CustomDataset is definde as follows:

class CustomDataset(Dataset):
  def __init__(self, images_path, labels, transform=None):
    self.labels = labels
    self.images_path = images_path
    self.transform = transform

  def __len__(self):
    return len(self.labels)

  def __getitem__(self, idx):
    if torch.is_tensor(idx):
      idx = idx.tolist()
    img = Image.open(images_path[idx])
    label = labels[idx]
    if label == 1 and self.transform:
      sample = {'image': img, 'label': label}
      sample = self.transform(sample)
    elif label == 0:
      img = torch.from_numpy(np.array(img))
      img = (img - 127.5) / 127.5
      sample = {'image': img, 'label': torch.tensor(label, dtype=torch.long)}
    return sample

Note how the transforms are only applied to the underepresented class.

And then my idea was to use a DataLoader with a WeightedRandomSampler to get balanced batches on each iteration during training. This is how I have tried to achieve this:

balance = torch.FloatTensor(balance)
weights = balance / len(labels) 
samples_weight = torch.tensor([weights[t] for t in training_labels])
weighted_sampler = WeightedRandomSampler(samples_weight, len(samples_weight))

train_loader = DataLoader(training_dataset, batch_size=BATCH_SIZE, num_workers=0, sampler=weighted_sampler)
val_loader = DataLoader(validation_dataset, batch_size=BATCH_SIZE, num_workers=0)

Weights contains: tensor([0.1764, 0.8236])

When I run the following code:

total_0 = 0
total_1 = 0
for batch in train_loader:
  total_0 += (batch['label'] == 0).sum()
  total_1 += (batch['label'] == 1).sum()
print(total_0, total_1)

This is the output I get:
tensor(6576) tensor(1241)
Shouldn’t the two be balanced? Each batch contains a distribution similar to: tensor(108) tensor(20)
I have tried to reverse the weights so that it returns tensor([0.8236, 0.1764]) (just to see what would happen) and the output is exactly the same. Is the sampler not applying any weights at all?
This is my first attempt at learning about PyTorch so I might be missing something important (and hopefully easy to fix), most of this concepts are new to me. Any ideas on what to test or change will be extremly appreciated!

Thank you for your time!

Mughees · July 19, 2020, 10:43am

Iam unable to understand the problem correctly, but I can suggest few directions.

Use Splitting with stratification for imbalanced problems.(scikit has a function). It creates the train/test split with equal ratios among classes. see this
In Dataloader, drops_last is also the parameter which you need to focus on because it drops the samples which doesnot fit in the batch size.

Thanks.

manelpk · July 19, 2020, 1:56pm

Hello!

Thank you for your answer!
I tried to follow your first direction but from what I understand this approach would help me in balancing examples between the train and test sets.
What I am trying to achieve is to obtain a well balanced train set, without focusing on the test one at all.

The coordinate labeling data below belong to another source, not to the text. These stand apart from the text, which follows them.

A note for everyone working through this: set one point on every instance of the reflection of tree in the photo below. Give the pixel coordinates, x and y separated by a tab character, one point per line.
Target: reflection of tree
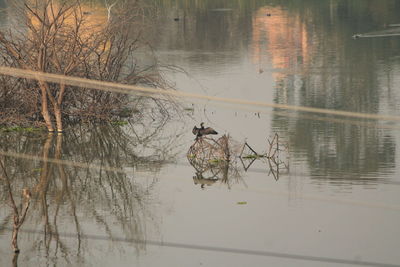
77	199
323	67
19	214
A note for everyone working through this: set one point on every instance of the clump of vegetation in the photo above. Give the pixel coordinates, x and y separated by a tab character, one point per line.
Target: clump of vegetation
63	37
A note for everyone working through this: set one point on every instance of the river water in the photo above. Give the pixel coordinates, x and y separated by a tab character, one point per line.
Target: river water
330	199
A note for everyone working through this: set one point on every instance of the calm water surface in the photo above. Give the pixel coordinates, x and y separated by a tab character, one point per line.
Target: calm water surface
337	204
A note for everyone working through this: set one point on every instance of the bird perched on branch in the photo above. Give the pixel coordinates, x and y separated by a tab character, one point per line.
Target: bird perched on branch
198	132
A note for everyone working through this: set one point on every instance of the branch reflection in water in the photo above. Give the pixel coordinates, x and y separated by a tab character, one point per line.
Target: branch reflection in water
218	160
83	200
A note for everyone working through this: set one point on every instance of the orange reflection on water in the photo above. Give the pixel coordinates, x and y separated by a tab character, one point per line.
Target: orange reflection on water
279	37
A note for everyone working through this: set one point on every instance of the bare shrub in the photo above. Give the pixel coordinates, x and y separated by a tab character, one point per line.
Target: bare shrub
62	37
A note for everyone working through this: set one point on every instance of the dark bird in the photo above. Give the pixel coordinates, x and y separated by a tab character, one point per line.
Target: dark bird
198	132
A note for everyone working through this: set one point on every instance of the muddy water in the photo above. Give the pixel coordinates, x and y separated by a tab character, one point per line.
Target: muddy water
127	194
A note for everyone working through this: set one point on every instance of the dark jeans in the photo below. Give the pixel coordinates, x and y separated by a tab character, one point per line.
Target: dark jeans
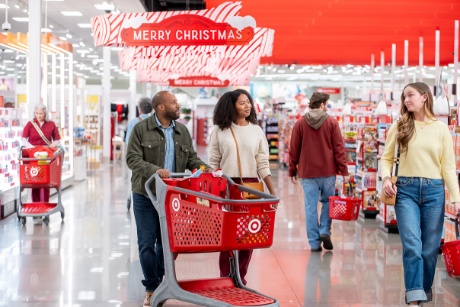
244	256
149	241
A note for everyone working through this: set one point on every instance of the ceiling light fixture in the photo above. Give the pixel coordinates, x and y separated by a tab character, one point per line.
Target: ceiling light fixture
71	13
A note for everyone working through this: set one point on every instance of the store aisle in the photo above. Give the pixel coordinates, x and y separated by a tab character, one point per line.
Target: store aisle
91	259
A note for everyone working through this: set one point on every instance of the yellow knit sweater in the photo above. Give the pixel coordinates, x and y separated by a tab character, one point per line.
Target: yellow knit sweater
430	155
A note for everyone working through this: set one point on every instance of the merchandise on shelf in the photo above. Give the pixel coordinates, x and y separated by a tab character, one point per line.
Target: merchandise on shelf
10	142
272	133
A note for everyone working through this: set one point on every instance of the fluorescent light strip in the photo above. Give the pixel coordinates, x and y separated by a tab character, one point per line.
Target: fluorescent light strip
71	13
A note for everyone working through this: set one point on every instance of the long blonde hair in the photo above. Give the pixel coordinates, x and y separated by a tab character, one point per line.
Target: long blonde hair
406	125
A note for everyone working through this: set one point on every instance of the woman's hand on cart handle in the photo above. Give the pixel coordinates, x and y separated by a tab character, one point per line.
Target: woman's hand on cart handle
388	188
457	208
163	173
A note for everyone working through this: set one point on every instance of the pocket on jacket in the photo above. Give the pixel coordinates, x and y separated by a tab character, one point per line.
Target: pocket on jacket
151	151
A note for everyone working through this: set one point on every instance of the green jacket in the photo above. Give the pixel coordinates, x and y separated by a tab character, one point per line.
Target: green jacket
146	152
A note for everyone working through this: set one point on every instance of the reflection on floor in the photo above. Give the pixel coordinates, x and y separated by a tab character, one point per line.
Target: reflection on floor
91	259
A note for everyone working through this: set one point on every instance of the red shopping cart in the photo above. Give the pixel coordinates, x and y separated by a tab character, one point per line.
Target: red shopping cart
344	208
451	252
40	172
209	214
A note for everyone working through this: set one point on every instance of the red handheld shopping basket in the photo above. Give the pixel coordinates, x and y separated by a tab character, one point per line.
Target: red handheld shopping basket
451	252
198	224
344	208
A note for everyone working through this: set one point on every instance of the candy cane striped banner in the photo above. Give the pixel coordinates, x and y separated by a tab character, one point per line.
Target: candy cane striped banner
107	29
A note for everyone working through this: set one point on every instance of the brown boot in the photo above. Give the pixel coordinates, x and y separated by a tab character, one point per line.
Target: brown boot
148	295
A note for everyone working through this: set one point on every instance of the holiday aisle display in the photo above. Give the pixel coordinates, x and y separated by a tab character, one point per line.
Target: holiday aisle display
10	141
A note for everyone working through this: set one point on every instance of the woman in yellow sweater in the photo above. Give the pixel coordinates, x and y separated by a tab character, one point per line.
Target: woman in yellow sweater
427	161
235	114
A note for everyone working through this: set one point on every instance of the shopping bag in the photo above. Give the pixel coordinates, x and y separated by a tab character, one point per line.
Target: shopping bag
255	185
389	200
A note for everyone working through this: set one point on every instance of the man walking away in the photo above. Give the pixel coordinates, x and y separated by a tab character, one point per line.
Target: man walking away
316	155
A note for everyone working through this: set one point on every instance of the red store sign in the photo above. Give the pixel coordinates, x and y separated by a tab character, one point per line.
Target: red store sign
329	90
198	82
186	30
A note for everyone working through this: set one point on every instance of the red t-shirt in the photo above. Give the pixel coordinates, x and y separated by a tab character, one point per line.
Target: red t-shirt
49	129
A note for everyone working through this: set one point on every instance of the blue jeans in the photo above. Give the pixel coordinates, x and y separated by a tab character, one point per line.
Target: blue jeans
420	214
317	189
149	241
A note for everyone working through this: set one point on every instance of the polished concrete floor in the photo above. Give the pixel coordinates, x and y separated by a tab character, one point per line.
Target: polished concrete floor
91	258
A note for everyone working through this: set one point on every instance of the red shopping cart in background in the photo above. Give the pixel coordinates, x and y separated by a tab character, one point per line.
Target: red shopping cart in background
451	252
40	171
344	208
208	214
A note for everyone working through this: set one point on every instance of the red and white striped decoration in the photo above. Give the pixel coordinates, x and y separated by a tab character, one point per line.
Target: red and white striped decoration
107	28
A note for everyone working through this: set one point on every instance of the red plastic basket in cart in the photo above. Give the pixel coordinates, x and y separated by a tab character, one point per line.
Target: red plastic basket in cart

My goal would be to sample balanced batches from the training dataset (carrying out data augmentation only on the minority class since this examples would theoretically get picked more).
Per epoch the idea would be to see all minority examples multiple times (with different transforms applied) and only once the majority examples. Does that make sense?

For the second direction you proposed, i don’t see how it would help in this situation. Could you expand on the topic please?

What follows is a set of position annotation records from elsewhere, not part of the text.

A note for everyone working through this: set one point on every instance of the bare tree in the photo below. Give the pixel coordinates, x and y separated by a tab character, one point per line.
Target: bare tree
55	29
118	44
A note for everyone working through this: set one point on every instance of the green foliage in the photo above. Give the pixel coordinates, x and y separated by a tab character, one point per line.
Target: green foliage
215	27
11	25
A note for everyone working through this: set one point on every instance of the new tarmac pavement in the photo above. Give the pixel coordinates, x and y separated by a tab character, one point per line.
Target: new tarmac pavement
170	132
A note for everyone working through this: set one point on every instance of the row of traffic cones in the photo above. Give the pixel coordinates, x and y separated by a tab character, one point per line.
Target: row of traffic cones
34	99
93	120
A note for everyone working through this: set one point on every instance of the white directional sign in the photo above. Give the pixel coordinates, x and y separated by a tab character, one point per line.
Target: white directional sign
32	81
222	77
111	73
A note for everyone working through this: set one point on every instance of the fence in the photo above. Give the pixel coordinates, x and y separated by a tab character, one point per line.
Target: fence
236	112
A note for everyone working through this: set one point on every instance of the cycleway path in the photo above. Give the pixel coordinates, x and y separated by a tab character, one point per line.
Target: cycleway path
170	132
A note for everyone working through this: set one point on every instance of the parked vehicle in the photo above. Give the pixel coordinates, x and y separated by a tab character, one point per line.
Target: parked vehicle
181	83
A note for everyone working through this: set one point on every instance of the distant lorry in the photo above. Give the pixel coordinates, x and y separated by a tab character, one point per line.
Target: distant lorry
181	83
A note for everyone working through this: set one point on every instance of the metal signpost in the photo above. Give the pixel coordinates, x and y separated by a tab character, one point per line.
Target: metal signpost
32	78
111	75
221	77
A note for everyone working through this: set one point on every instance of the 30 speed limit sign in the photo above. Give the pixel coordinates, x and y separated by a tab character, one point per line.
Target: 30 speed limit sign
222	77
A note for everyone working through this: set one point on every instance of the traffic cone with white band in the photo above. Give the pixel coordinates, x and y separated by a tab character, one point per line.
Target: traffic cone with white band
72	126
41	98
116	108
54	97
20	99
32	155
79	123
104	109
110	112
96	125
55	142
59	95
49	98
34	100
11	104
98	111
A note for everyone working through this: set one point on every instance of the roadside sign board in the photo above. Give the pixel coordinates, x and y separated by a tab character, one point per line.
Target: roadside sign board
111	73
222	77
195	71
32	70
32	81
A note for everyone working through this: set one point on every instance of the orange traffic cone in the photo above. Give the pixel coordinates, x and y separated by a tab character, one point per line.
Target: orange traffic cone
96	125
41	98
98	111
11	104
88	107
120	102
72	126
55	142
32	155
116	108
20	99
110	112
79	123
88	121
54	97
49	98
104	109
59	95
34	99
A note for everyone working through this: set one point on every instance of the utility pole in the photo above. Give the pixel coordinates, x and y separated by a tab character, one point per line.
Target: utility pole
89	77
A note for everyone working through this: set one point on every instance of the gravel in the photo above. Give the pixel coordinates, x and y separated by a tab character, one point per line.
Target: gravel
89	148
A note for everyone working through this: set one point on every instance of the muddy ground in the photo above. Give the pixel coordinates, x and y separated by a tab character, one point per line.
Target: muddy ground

Again, thank you for your response!

manelpk · July 22, 2020, 10:46am

Found the solution! Here it is, in case someone finds it useful in the future.

I was splitting the data into train and test sets incorreclty (due to a wrong intepretation on how numpy arrays work), so I decided to change the approach by using list comprehensions:

training_images = [images_path[i] for i in train_indices]
training_labels = [labels[i] for i in train_indices]
validation_images = [images_path[i] for i in val_indices]
validation_labels = [labels[i] for i in val_indices]

And now I am getting the expected result from the WeightedRandomSampler, balanced batches on every iteration!